Metropolitan News-Enterprise

 

Friday, October 4, 2013

 

Page 1

 

State Supreme Court Takes Strict View of ‘One Judgment’ Rule

Court Says Order Is Not Appealable Where Unresolved Claims Dismissed to Be Litigated Later

 

By KENNETH OFGANG, Staff Writer

 

Parties to a suit in which only some of the causes of action have been adjudicated may not create appellate jurisdiction by agreeing that the remaining claims will be dismissed without prejudice and with a waiver of the statute of limitations, the state Supreme Court unanimously ruled yesterday.
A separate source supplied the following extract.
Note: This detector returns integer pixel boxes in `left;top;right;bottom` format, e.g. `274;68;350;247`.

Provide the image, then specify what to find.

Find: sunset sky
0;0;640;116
Overturning a contrary ruling by Div. Five of this district’s Court of Appeal, the justices ordered dismissal of an ophthalmologist’s appeal from a judgment entered in favor of his former partner. The high court said the judgment was not appealable, under Code of Civil Procedure Sec. 904.1’s “one final judgment” rule, because there was no final adjudication of claims by each party that he was defamed by the other.

The plaintiff, Dr. Badrudin Kurwa of Arcadia, formed a corporation with Dr. Mark Kislinger in order to provide services to patients of a health maintenance organization. Several years later, however, Kurwa’s license was suspended and Kislinger notified the HMO that Kurwa was no longer part of the practice and that he would be serving its patients through his own corporation.

The HMO executed a new agreement with Kislinger, excluding Kurwa, who sued for breach of fiduciary and defamation, among other things. Kislinger cross-complained for defamation.

Trial Court Ruling

Ruling on the defendant’s pretrial motions, Los Angeles Superior Court Judge Dan T. Oki ruled that the parties did not owe each other any fiduciary duties. As a result, the plaintiff conceded that he could not proceed with any of his claims, except for defamation.

The parties then agreed that judgment would be entered for defendant on the non-defamation claims, in anticipation of plaintiff’s appeal, while the defamation claims would be dismissed without prejudice and with the intent that they be preserved “for such time as this case may come back from appeal,” the plaintiff’s lawyer told the judge.

On that appeal, the court held the judgment final and appealable, saying the dismissal without prejudice left the trial court with no jurisdiction over the defamation claims. In an opinion by since-retired Justice Orville Armstrong, the court acknowledged a line of contrary Court of Appeal decisions, but said those panels had taken an overly broad interpretation of what makes a cause of action “pending.”

He concluded that “[w]hile a cause of action which has been dismissed may be pending ‘in the appellate netherworld,’ it is not pending in the trial court, or in any other court, and thus cannot fairly be described as ‘legally alive.’”

On the merits, the Court of Appeal ruled that Kurwa had pled a cause of action for breach of fiduciary duty, and reversed. Justice Richard Mosk concurred in the opinion, while Justice Sandy Kriegler argued in dissent that the court lacked jurisdiction.

Werdegar Opinion

Justice Kathryn M. Werdegar yesterday sided with Kriegler, saying the cases rejected by the lower panel were correctly decided.

She cited Morehart v. County of Santa Barbara (1994) 7 Cal.4th 725, which held that a judgment on fewer than all causes of action was interlocutory, and generally non-appealable, where the remaining causes of action had been severed for separate trial. The aggrieved party, in that situation, could seek review by writ of mandate, the court said.

A strict “one final judgment” rule, Werdegar said, not only reduces the number of appeals, it avoids “uncertainty and delay” in trial courts and avoids unnecessary appeals on issues that might be resolved in the trial court while it still has jurisdiction. The rule should therefore be the same, she said, whether or not the parties are willing to stipulate that further litigation will take place only if the judgment is reversed.

Amicus Brief

The justice acknowledged the view of the California Academy of Appellate Lawyers, which argued in an amicus brief that parties “should not be forced needlessly to try claims simply to obtain an appealable judgment.” But Werdegar said the court was “not free…to adopt whatever rule we find best balances the interests of party autonomy or trial and appellate efficiency.”

She contrasted Sec. 904.1 with federal rules and statutes, writing:

“Unlike jurisdictions that provide for trial courts’ selective entry of final judgments on fewer than all claims for relief…or for interlocutory appeals in the discretion of the reviewing court…California law provides no case-by-case efficiency exception to the one final judgment rule for appealability. Where unusual circumstances justify it, review of interlocutory judgments may be obtained by petition for writ of mandate, but not by appeal….The question is thus not what rule will best serve litigants and trial courts, but what rule is most consistent with the policy against piecemeal appeals codified in section 904.1 and vindicated in Morehart.

The case was argued on appeal by Robert S. Gerstein for the plaintiff and by Dale B. Goldfarb of Harrington, Foxx, Dubrow & Canter for the defendant.

The case is Kurwa v. Kislinger, 13 S.O.S. 5112.